For $32{\text{ g N}}_2{\text{H}}_4$, $184{\text{ g N}}_2{\text{O}}_4$ is required, so for $10.45{\text{ g N}}_2{\text{H}}_4$, the required amount of ${\text{N}}_2{\text{O}}_4$ is

$\text{Mass}\text{of}{\text{N}}_{\text{2}}{\text{O}}_{\text{4}}=\frac{\text{number}\text{of}\text{moles}\times \text{molar}\text{mass}\text{of}{\text{N}}_{\text{2}}{\text{O}}_{\text{4}}}{\text{number}\text{of}\text{moles}\times \text{molar}\text{mass}\text{of}{\text{N}}_{\text{2}}{\text{H}}_{\text{4}}}\text{×}\text{mass}\text{of}{\text{N}}_{\text{2}}{\text{H}}_{\text{4}}$

$\begin{array}{l}\text{32}\text{g}{\text{N}}_{\text{2}}{\text{H}}_{\text{4}}\text{reacts}\text{with}\text{184}\text{g}{\text{N}}_{\text{2}}{\text{O}}_{\text{4}}\\ \text{1}\text{g}{\text{N}}_{\text{2}}{\text{H}}_{\text{4}}\to \frac{\text{184}\text{g}}{\text{32}\text{g}}\\ \text{10}\text{.}\text{45}\text{g}{\text{N}}_{\text{2}}{\text{H}}_{\text{4}}\to \frac{\text{184}\text{g}}{\text{32}\text{g}}\text{×10}\text{.}\text{45}\text{g}\end{array}$

$\begin{array}{c}\frac{(10.45)\times (184)}{(32)}=\frac{1922.8}{32}\\ =60.08\text{ g}\end{array}$

But the available amount of ${\text{N}}_2{\text{O}}_4$ is $53.68\text{ g}$, therefore it is the limiting reagent.

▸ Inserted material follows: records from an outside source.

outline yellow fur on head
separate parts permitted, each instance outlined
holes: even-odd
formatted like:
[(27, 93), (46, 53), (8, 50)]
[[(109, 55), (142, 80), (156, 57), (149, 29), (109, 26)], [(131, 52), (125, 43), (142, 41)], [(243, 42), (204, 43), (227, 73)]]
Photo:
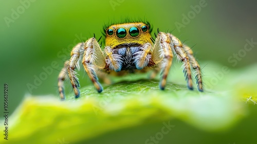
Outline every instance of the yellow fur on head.
[[(111, 28), (114, 30), (114, 33), (112, 35), (109, 35), (105, 31), (105, 46), (109, 46), (112, 48), (115, 48), (116, 46), (120, 45), (138, 44), (141, 45), (146, 43), (153, 44), (153, 42), (151, 40), (151, 36), (149, 29), (145, 32), (143, 32), (141, 29), (143, 26), (146, 26), (149, 28), (149, 26), (143, 23), (130, 23), (110, 26), (106, 29), (106, 31)], [(139, 34), (136, 37), (132, 37), (128, 33), (130, 28), (133, 26), (137, 27), (139, 30)], [(116, 35), (116, 31), (119, 28), (123, 28), (126, 31), (127, 34), (123, 38), (119, 38)]]

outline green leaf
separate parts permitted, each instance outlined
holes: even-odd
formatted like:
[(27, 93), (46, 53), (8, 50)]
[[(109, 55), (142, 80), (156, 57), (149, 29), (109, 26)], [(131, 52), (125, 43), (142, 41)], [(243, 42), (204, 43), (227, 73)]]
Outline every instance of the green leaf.
[(103, 86), (101, 94), (92, 85), (82, 88), (80, 98), (68, 96), (65, 101), (57, 96), (26, 97), (12, 116), (8, 142), (87, 143), (112, 132), (172, 119), (218, 132), (231, 128), (245, 112), (243, 103), (226, 93), (200, 93), (171, 83), (161, 91), (157, 80)]

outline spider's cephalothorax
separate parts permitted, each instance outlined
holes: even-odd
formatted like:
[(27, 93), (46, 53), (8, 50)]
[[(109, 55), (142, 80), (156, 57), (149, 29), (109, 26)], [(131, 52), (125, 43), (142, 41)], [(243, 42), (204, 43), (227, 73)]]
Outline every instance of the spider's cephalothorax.
[[(145, 72), (153, 70), (151, 77), (162, 71), (159, 87), (164, 89), (173, 55), (183, 63), (183, 72), (188, 87), (193, 89), (191, 67), (196, 71), (198, 89), (203, 91), (200, 67), (189, 47), (182, 44), (176, 37), (169, 33), (159, 32), (154, 41), (151, 36), (150, 25), (143, 23), (128, 23), (112, 25), (105, 30), (105, 46), (102, 50), (95, 38), (76, 46), (71, 52), (70, 61), (67, 61), (59, 76), (58, 86), (61, 98), (65, 98), (63, 82), (66, 73), (72, 86), (75, 97), (80, 96), (79, 80), (76, 76), (82, 60), (84, 68), (97, 91), (103, 88), (98, 76), (104, 80), (104, 74), (121, 76), (126, 71)], [(105, 80), (107, 81), (107, 80)]]

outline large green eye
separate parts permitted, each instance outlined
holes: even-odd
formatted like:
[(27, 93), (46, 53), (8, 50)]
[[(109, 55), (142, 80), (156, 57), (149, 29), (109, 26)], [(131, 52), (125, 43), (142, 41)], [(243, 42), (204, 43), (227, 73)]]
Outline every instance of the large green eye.
[(113, 35), (114, 33), (114, 32), (113, 31), (113, 29), (108, 29), (107, 30), (107, 34), (108, 34), (108, 35)]
[(130, 34), (131, 37), (135, 37), (139, 34), (139, 30), (136, 27), (133, 27), (130, 28)]
[(141, 27), (141, 29), (142, 29), (142, 31), (143, 32), (145, 32), (148, 30), (148, 27), (146, 26), (142, 26)]
[(117, 30), (116, 35), (119, 38), (124, 38), (126, 34), (126, 30), (123, 28), (120, 28)]

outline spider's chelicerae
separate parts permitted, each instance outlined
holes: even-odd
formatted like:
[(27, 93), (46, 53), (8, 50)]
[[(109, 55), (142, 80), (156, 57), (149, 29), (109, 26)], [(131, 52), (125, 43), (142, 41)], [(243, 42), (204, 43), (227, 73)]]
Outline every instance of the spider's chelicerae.
[(98, 76), (104, 79), (106, 79), (105, 73), (122, 76), (131, 72), (145, 73), (149, 70), (153, 70), (152, 77), (162, 71), (159, 87), (164, 89), (173, 58), (172, 51), (183, 63), (183, 72), (188, 88), (193, 89), (192, 67), (196, 72), (198, 89), (203, 92), (200, 67), (191, 48), (169, 33), (159, 32), (154, 40), (151, 31), (148, 23), (134, 22), (112, 25), (105, 29), (104, 50), (102, 50), (101, 45), (95, 38), (78, 44), (73, 48), (70, 60), (65, 63), (58, 77), (61, 98), (65, 99), (64, 81), (67, 73), (75, 97), (80, 97), (80, 84), (75, 71), (79, 68), (80, 62), (99, 93), (102, 92), (103, 87), (98, 82)]

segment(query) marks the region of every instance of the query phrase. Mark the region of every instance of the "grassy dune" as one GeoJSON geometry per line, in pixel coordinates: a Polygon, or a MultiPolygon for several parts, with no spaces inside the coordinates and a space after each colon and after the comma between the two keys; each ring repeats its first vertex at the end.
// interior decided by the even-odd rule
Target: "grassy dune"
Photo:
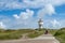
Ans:
{"type": "Polygon", "coordinates": [[[22,34],[32,32],[30,29],[0,30],[0,40],[13,40],[22,38],[22,34]]]}
{"type": "Polygon", "coordinates": [[[60,29],[54,35],[61,43],[65,43],[65,28],[60,29]]]}

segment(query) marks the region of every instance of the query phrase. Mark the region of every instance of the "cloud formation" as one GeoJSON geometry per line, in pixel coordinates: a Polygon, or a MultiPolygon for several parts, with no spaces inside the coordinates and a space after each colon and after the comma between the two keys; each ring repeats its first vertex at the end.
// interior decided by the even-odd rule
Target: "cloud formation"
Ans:
{"type": "Polygon", "coordinates": [[[5,28],[5,25],[2,22],[0,22],[0,28],[5,28]]]}
{"type": "Polygon", "coordinates": [[[26,10],[26,12],[21,12],[20,15],[17,14],[14,14],[13,16],[16,18],[16,19],[27,19],[27,18],[30,18],[32,17],[34,15],[34,11],[30,11],[30,10],[26,10]]]}

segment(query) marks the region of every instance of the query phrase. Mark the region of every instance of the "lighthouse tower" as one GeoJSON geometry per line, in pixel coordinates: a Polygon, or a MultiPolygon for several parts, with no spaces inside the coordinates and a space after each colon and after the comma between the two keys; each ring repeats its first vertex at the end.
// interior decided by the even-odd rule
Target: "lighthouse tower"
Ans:
{"type": "Polygon", "coordinates": [[[39,29],[42,29],[43,28],[43,22],[42,22],[41,18],[39,19],[38,25],[39,25],[39,29]]]}

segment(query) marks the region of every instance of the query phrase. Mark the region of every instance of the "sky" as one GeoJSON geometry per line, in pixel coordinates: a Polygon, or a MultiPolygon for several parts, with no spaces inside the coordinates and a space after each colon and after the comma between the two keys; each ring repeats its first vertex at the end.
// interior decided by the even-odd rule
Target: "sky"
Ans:
{"type": "Polygon", "coordinates": [[[0,0],[0,28],[43,28],[65,27],[65,0],[0,0]]]}

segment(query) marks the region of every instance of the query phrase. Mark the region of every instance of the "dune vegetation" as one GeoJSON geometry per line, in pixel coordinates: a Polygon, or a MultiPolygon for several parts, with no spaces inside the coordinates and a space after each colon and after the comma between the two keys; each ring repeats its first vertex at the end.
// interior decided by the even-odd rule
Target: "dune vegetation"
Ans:
{"type": "Polygon", "coordinates": [[[54,37],[61,41],[61,43],[65,43],[65,28],[61,28],[57,30],[57,32],[54,34],[54,37]]]}

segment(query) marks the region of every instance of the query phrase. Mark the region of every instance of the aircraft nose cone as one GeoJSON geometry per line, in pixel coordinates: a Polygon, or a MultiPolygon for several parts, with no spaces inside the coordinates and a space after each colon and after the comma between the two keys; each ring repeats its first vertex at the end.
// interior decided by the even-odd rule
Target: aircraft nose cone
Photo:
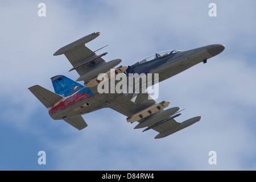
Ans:
{"type": "Polygon", "coordinates": [[[218,55],[225,49],[225,46],[223,44],[213,44],[206,47],[207,51],[213,56],[218,55]]]}

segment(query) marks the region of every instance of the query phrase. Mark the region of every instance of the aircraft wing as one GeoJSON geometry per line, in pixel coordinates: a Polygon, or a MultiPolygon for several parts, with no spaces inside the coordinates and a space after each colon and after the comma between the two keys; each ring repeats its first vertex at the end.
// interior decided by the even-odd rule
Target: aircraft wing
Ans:
{"type": "Polygon", "coordinates": [[[143,131],[152,129],[159,132],[155,137],[156,139],[167,136],[182,130],[199,121],[201,118],[196,117],[181,123],[177,122],[174,118],[181,114],[174,114],[179,110],[179,107],[165,110],[170,101],[158,103],[150,97],[147,93],[140,93],[138,95],[136,102],[132,102],[131,97],[127,98],[125,94],[118,94],[115,100],[120,101],[117,101],[119,103],[115,103],[115,105],[110,107],[127,116],[127,122],[138,122],[139,123],[134,129],[148,127],[143,131]]]}

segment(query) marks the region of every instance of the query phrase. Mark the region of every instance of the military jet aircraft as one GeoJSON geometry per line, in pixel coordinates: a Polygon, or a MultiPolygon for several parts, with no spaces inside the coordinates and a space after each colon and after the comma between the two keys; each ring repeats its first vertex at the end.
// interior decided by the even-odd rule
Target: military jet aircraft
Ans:
{"type": "Polygon", "coordinates": [[[134,65],[116,67],[121,59],[108,62],[102,58],[107,52],[97,55],[96,52],[99,49],[93,51],[85,45],[100,34],[97,32],[85,36],[61,48],[53,54],[64,54],[66,56],[73,67],[69,71],[76,70],[80,76],[76,81],[83,81],[84,85],[64,76],[58,75],[51,78],[55,93],[39,85],[28,88],[48,109],[53,119],[63,119],[80,130],[88,126],[82,115],[109,107],[127,116],[127,122],[138,122],[139,123],[134,129],[146,127],[143,131],[152,129],[158,132],[155,139],[170,135],[200,120],[201,117],[198,116],[181,123],[177,122],[175,118],[181,114],[178,114],[180,107],[165,109],[170,101],[158,102],[148,93],[143,91],[201,62],[206,63],[208,59],[224,50],[224,45],[213,44],[188,51],[164,51],[134,65]],[[115,79],[118,76],[127,78],[127,80],[131,78],[133,80],[136,78],[133,76],[135,74],[146,77],[154,74],[154,77],[147,77],[147,80],[151,81],[151,84],[143,88],[142,78],[139,76],[139,84],[137,85],[139,85],[137,88],[141,91],[135,89],[135,82],[132,82],[131,85],[127,84],[127,86],[123,84],[121,87],[123,91],[131,88],[129,90],[131,92],[102,92],[99,90],[101,84],[104,89],[111,90],[112,85],[115,88],[121,82],[121,79],[115,79]],[[99,77],[100,75],[103,76],[99,77]],[[157,80],[155,79],[155,75],[157,80]],[[106,82],[110,84],[104,84],[106,82]]]}

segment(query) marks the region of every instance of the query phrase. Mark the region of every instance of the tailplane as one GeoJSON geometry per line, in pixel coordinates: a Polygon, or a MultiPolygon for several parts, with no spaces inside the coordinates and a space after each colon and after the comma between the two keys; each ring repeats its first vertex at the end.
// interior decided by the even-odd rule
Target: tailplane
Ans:
{"type": "Polygon", "coordinates": [[[78,82],[63,75],[57,75],[51,78],[56,93],[67,97],[84,87],[78,82]]]}
{"type": "Polygon", "coordinates": [[[39,85],[35,85],[28,89],[47,107],[52,107],[63,97],[39,85]]]}

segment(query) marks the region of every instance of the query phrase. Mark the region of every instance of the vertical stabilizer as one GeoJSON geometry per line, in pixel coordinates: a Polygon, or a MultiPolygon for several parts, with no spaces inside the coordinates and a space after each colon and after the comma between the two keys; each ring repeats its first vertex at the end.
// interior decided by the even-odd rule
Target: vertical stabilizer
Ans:
{"type": "Polygon", "coordinates": [[[82,85],[63,75],[56,76],[51,80],[55,93],[65,97],[84,88],[82,85]]]}

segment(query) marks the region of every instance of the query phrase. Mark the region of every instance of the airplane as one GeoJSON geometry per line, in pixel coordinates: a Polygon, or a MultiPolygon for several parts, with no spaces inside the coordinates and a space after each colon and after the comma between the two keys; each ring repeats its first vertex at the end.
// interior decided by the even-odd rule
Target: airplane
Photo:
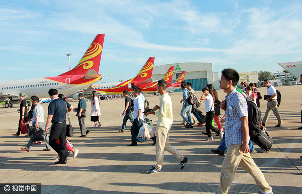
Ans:
{"type": "MultiPolygon", "coordinates": [[[[174,66],[171,66],[167,71],[167,73],[166,73],[166,74],[165,74],[162,79],[167,82],[167,87],[172,85],[172,76],[173,75],[174,69],[174,66]]],[[[145,93],[156,92],[157,91],[156,89],[157,83],[158,82],[156,81],[155,83],[153,83],[152,84],[149,84],[148,86],[144,86],[143,88],[141,88],[141,92],[145,93]]]]}
{"type": "Polygon", "coordinates": [[[186,71],[184,71],[178,76],[176,81],[174,82],[169,87],[167,87],[167,89],[166,91],[167,92],[169,92],[170,91],[174,90],[180,88],[180,85],[181,85],[181,82],[183,82],[185,79],[185,74],[186,73],[186,71]]]}
{"type": "Polygon", "coordinates": [[[152,83],[152,70],[154,63],[154,57],[149,58],[137,75],[135,77],[122,82],[111,82],[93,85],[87,88],[82,89],[65,95],[67,98],[77,99],[80,93],[84,93],[86,98],[90,98],[93,91],[95,90],[99,95],[121,94],[124,90],[132,91],[134,86],[147,85],[152,83]]]}
{"type": "Polygon", "coordinates": [[[57,76],[0,82],[0,102],[5,108],[12,107],[19,102],[19,94],[25,98],[35,95],[40,98],[49,97],[48,90],[56,89],[60,93],[68,93],[91,85],[101,80],[99,74],[105,34],[96,36],[76,67],[57,76]]]}

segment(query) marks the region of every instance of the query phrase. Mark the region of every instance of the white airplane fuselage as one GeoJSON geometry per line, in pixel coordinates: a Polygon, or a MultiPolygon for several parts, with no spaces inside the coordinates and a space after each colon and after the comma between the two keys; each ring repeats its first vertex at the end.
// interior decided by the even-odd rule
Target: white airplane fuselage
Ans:
{"type": "MultiPolygon", "coordinates": [[[[94,82],[97,81],[99,81],[99,79],[94,82]]],[[[10,81],[0,82],[0,93],[14,95],[16,96],[11,98],[13,101],[19,100],[17,96],[19,96],[21,92],[25,94],[25,98],[27,99],[30,99],[31,96],[33,95],[37,96],[40,98],[47,98],[49,97],[48,90],[51,88],[56,89],[59,93],[66,94],[86,88],[91,85],[91,83],[89,82],[81,85],[72,85],[70,83],[59,82],[45,78],[10,81]]],[[[5,97],[0,97],[0,101],[5,101],[7,99],[7,98],[8,98],[5,97]]]]}

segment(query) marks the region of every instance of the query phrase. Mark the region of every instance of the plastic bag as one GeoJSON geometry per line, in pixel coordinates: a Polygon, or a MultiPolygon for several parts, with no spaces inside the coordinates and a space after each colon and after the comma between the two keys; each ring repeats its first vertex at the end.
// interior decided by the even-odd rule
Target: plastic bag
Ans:
{"type": "Polygon", "coordinates": [[[155,136],[155,133],[150,125],[146,123],[143,123],[143,125],[139,129],[137,136],[143,138],[151,138],[155,136]]]}

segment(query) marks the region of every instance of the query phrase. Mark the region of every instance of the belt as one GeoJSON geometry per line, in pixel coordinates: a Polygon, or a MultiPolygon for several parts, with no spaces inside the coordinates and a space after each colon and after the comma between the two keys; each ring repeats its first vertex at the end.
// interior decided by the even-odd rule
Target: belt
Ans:
{"type": "Polygon", "coordinates": [[[65,122],[66,121],[62,121],[62,122],[59,122],[58,123],[52,123],[52,124],[60,124],[60,123],[63,123],[63,122],[65,122]]]}

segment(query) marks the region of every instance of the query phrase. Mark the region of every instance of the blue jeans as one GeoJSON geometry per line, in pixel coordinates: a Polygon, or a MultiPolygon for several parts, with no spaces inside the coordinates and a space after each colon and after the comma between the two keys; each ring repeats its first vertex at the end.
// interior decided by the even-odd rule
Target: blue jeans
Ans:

And it will determine the number of products.

Since $184{\text{ g N}}_2{\text{O}}_4$ produces $36{\text{ g H}}_2\text{O}$, $53.68\text{ g}$ ${\text{N}}_2{\text{O}}_4$ will produce ${\text{H}}_2\text{O}$:

$\text{Mass}\text{of}{\text{H}}_{\text{2}}\text{O}=\frac{\text{number}\text{of}\text{moles}\times \text{molar}\text{mass}\text{of}{\text{H}}_{\text{2}}\text{O}}{\text{number}\text{of}\text{moles}\times \text{molar}\text{mass}\text{of}{\text{N}}_{\text{2}}{\text{O}}_{\text{4}}}\text{×}\text{mass}\text{of}{\text{N}}_{\text{2}}{\text{O}}_{\text{4}}$

$\begin{array}{l}\text{184}{\text{N}}_{\text{2}}{\text{O}}_{\text{4}}\text{produces}\text{36}\text{g}{\text{H}}_{\text{2}}\text{O}\\ \text{1}\text{g}{\text{N}}_{\text{2}}{\text{O}}_{\text{4}}\to \frac{\text{36}\text{g}}{\text{184}\text{g}}\\ 53.68\text{g}{\text{N}}_{\text{2}}{\text{O}}_{\text{4}}\to \frac{\text{36}\text{g}}{\text{184}\text{g}}\times 53.68\text{g}\end{array}$

$\begin{array}{c}\frac{(53.68)\times (36)}{184}=\frac{1932.48}{184}\\ =10.50{\text{ g H}}_2\text{O}\end{array}$

Hence, option (b) is correct.

Reasons for the incorrect options:

Option (a) is incorrect because according to the above relation, the value $21.02\text{ g}$ is not obtained.

Option (c) is incorrect because according to the above relation, the value $11.61\text{ g}$ is not obtained.

Option (d) is incorrect because according to the above relation, the value $11.75\text{ g}$ is not obtained.

Option (e) is incorrect because according to the above relation, the value $5.400\text{ g}$ is not obtained.

Hence, options (a), (c), (d), and (e) are incorrect.